At Boingo, Social Media is not some add on, but is core to the philosophy. Customer Care is the core idea for as in any service, if there is a problem, how and how fast you fix it is actually the deal. For travellers, access to WiFi that is up and easy to get is now a critical service. After all, I am an addict, aren’t you and isn’t Wifi becoming as important as your IP?
Most of the service issues are handled on the phone, but Boingo’s public face and voice is Twitter and Facebook. Baochi is located right next to the service folks – steps away. Here a monthly Buzz Report is read by the senior team and the CEO and Baochi collaborate several times a week on hot topics coming out of the social media channels. This is no afterthought.
Boingo’s SM effort is not a sales and marketing effort. Nor is there an ROI demanded for the SM work – this is not a sales channel. It is where Boingo LISTENs to what is going on. “It is an invaluable channel for feedback where we are part of the conversation about us.” I asked Baochi how they staffed the role. She told me that because SM is 1) Part of the corporate goal of offering world class customer care and 2) Is a critical conduit for customer feedback and suggestions on Boingo’s service and software , the position demands, not an entry level of new person but someone intimately familiar with the technical world of the service and also was fully conversant with the strategy. The role is like being a navigator on a ship.
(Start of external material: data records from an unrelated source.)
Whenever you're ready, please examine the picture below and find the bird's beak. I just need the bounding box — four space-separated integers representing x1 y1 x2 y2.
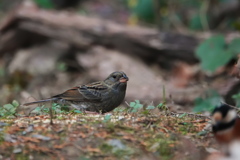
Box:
119 76 128 83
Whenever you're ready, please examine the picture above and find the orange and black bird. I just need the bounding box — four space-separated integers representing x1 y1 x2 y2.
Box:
212 104 240 145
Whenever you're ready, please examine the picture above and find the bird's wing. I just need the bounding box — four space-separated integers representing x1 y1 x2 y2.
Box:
79 82 108 101
53 82 108 101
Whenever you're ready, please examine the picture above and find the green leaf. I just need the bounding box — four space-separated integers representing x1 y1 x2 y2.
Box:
133 0 155 23
229 38 240 55
34 0 54 9
129 100 143 112
73 109 82 113
129 102 136 107
146 106 155 109
179 113 187 118
103 114 112 122
3 104 16 114
12 100 19 107
195 35 234 71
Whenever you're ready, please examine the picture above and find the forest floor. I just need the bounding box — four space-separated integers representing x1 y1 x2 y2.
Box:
0 107 216 160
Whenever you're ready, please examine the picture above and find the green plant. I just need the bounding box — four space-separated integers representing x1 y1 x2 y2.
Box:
232 93 240 107
129 100 143 113
34 0 54 9
0 100 19 117
195 35 240 72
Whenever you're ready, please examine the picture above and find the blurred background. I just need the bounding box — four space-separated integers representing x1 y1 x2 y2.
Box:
0 0 240 112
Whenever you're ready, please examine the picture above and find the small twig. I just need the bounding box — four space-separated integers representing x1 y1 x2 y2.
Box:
171 112 211 119
221 102 240 113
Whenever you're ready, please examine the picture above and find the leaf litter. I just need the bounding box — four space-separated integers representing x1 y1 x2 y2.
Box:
0 108 216 160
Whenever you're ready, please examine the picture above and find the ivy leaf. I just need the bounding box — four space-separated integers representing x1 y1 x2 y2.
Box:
229 38 240 55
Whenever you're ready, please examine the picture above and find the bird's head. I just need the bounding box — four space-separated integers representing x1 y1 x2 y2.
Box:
104 71 129 89
212 104 237 132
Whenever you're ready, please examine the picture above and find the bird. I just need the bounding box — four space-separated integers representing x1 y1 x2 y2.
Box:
23 71 129 114
212 103 240 148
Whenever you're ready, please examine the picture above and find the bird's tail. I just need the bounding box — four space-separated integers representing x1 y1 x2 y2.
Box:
22 98 58 106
The position is one of high trust based on experience and interaction. So here we see the core of the solution to the Cluetrain paradox. Trust. Central is to place the work in the strategic role of “navigation”. Second as with all “navigators” Trust has to be found in the person that you select to do this work. The person has to interact as a matter of course with the key parts of the organization – for her information and her channels are the optimal way to see through the noise and chaos of the modern market. Thirdly it is best to have a “Framework” for where she interacts with the public.
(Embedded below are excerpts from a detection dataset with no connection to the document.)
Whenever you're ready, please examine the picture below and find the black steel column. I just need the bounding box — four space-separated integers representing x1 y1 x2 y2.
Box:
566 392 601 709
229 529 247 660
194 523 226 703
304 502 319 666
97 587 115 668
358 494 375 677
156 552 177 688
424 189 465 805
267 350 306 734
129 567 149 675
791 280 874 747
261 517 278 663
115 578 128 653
Baochi and a cross functional team that included senior management spent a great deal of time in developing the framework in which Baochi would have freedom to operate. This is not a set of guide rules abut what she says but a place in which she has room. The Boingo Framework includes:
- Talking about Boingo
- The Community
- The environment
These areas were chosen with care to match up the known interests of the Boingo users who tend to be travellers and tech enthuisiasts.
Boingo does not speak about anything outside this framework. They also set categories for these elements for weight. So 25% is about Boingo 25% for tech and so on.
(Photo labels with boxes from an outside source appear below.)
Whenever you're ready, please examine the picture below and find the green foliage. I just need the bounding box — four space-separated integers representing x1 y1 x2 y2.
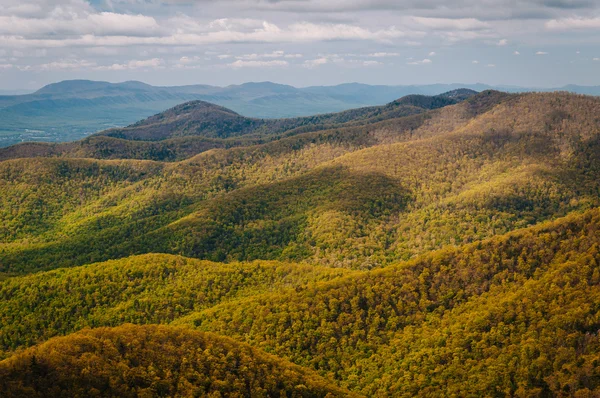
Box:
0 325 356 398
0 254 348 357
0 92 600 397
180 210 600 396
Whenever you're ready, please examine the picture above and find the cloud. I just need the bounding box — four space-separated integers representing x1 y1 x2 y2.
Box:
228 59 289 69
302 57 329 69
545 17 600 30
367 52 400 58
362 61 383 66
235 50 292 60
95 58 165 71
18 59 96 71
412 17 490 30
407 58 432 65
0 12 165 37
0 21 418 48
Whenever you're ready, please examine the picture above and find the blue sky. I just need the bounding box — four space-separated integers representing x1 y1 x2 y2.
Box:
0 0 600 90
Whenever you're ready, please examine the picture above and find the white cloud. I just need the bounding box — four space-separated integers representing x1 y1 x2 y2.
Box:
303 57 329 69
546 17 600 30
0 21 417 48
0 12 163 37
95 58 165 71
228 59 289 69
362 61 383 66
367 52 400 58
18 59 96 71
412 17 490 30
408 58 432 65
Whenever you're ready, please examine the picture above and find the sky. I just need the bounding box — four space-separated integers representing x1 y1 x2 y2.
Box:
0 0 600 91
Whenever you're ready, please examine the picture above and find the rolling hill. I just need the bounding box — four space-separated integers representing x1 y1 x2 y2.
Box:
0 325 358 397
0 80 600 147
0 90 476 161
0 87 600 397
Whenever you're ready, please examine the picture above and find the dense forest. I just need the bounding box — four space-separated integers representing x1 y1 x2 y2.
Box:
0 90 600 397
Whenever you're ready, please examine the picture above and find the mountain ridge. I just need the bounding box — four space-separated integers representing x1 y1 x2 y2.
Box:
0 80 600 146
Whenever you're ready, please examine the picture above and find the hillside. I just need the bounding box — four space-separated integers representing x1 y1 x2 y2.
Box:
0 90 476 161
0 325 355 397
0 80 478 147
0 93 600 273
0 87 600 397
0 210 600 396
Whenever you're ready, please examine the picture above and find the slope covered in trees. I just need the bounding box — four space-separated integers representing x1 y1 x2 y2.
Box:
0 93 600 273
0 90 476 161
0 325 357 398
176 210 600 397
0 88 600 397
0 254 351 358
1 210 600 396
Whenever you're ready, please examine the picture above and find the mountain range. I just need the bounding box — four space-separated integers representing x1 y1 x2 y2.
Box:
0 88 600 397
0 80 600 146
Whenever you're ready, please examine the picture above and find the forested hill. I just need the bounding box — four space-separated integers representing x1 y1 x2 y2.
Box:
0 325 359 398
0 89 477 161
0 91 600 397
Baochi sees her role also as providing a “Companion” for those on the road. It’s ironic because that is exactly how I felt as a customer – that I was not alone.
A key element of this feeling is that Baochi has “Super Fans”, a group of customers who have formed a real relationship with her and Boingo. These Super Fans are the group who so enjoy their Boingo experience that they regularly evangelize Boingo’s services – without any prompting from Boingo. Baochi spends the first part of her day catching up with the fans and so deepening the friendship. I think that this is a very important insight. It is the secret to Laura Conaway’s success at Bryant Park, Planet Money and now Rachel Maddow. This inner core of relationships builds further trust and offers the enterprise an unparalleled access to deeper insight and support and to more connection.
Here is how the science works for this idea. What really matters is not the total number of “fans” you have but that you have a core of no more than 150 who really care. This is the leverage and Baochi and Boingo has intuitively played this card.
So in summary what are the lessons for you:
- SM offers the best navigation for a turbulent world – so it is not an after thought buried in the marketing department but an adjunct of the office of the CEO
- Trust is the key – the person who has the role has to be known to the senior team as a colleague and be given a framework where she has freedom
- The job is Listening and interacting
- Best helped by developing a small core of less than 150 people who are your social guides
You can do this can’t you?
Disclaimer – I have no connection to Boingo other than being a customer.